Türkiye’nin en büyük adası olma unvanına sahip olan Gökçeada, Ege Denizi’nin kuzey tarafında konumlanıyor. Çanakkale’ye bağlı olan bu ada turistik açıdan da son derece popüler. Toplamda 286 kilometrelik bir yüzölçümüne sahip olan Gökçeada’da kıyı şeridi 95 kilometre uzunluğa ulaşıyor. Adanın doğal güzellikleri hâlen korunabildiği ve son derece huzurlu bir atmosfere sahip olduğu için de doğaya ve huzura özlem duyan ziyaretçiler tarafından yoğun ilgi görüyor. Toplamda beş farklı gölete ev sahipliği yapan Gökçeada, birçok farklı uygarlığın izlerini de içinde barındırıyor.
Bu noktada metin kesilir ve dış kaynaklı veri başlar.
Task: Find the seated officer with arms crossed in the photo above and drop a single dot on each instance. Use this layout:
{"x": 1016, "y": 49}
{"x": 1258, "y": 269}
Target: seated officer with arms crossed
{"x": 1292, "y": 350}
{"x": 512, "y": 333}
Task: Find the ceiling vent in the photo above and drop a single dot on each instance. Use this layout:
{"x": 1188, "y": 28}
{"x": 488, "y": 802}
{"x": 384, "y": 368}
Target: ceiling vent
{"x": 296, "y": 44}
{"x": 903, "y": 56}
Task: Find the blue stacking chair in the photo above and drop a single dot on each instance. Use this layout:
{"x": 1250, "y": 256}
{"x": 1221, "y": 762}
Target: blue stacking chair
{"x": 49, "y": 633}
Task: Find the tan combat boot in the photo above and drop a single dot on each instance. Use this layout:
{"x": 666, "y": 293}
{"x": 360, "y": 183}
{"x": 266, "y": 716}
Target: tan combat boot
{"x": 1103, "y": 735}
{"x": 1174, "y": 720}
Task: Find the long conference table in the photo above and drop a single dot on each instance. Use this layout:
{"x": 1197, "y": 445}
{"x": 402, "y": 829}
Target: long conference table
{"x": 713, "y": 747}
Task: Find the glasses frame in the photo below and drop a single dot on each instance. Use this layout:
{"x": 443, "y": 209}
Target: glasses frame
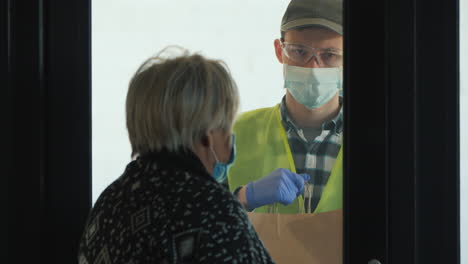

Gökçeada’nın eski ismi İmroz. Ancak 1970 yılında alınan kararla buranın ismi değiştirilmiş. İstanbul’un fethini takip eden 1455 yılında Osmanlı İmparatorluğu’nun topraklarına katılan Gökçeada, 1912’de Yunanistan’ın hakimiyeti altına girmiş. 1923 yılında imzalanan Lozan Antlaşması’nın sonucunda da yeniden Türkiye’ye bağlanmış. Yaklaşık beş asır boyunca Osmanlı İmparatorluğu’nun toprağı olması nedeniyle Gökçeada’da Osmanlı’dan kalan değerli eserler bulunuyor. Ayrıca, ada sınırları içinde toplamda beş adet Rum köyü mevcut. Mimari dokusu özenle korunan bu köyler, turistik açıdan da önem taşıyor.
Gökçeada’nın şarapları oldukça ünlü. Çünkü burada bağcılığın tarihçesi M.Ö. 2900’lü yıllara kadar uzanıyor. Gökçeada mutfağında da Türk ve Rum kültürlerinin sentezini görmek mümkün. Birbirinden lezzetli ekmeklerin, zeytinyağlarının, şarapların ve peynirlerin bulunduğu Gökçeada’da yöresel tekniklerle pişirilen oğlak fırın tadanlara lezzet şöleni yaşatıyor. Akdeniz ile Karadeniz arasında deniz canlılarının geçiş yolu olarak kullandığı bir rotada konumlanan ada, dalış ve balıkçılık meraklısı ziyaretçilerine de oldukça keyifli bir ortam sunuyor. Ada sınırları içinde çok sayıda koy bulunduğundan, ziyaretçileri suyun altında da müthiş manzaralar karşılıyor.
Gökçeada’nın yılın her döneminde turistik ilgi gördüğünü rahatlıkla söyleyebiliriz ama söz konusu ilgi özellikle bahar ve yaz aylarında daha da artıyor. Adada çok sayıda konaklama tesisi de bulunduğu için, günübirlik ziyaretlerin yanı sıra, uzun tatiller için de sıklıkla tercih ediliyor. 2011 yılında kazandığı cittaslow unvanı sayesinde Gökçeada, dünyanın ilk ve tek “sakin şehir” adası olma unvanını da elinde tutuyor.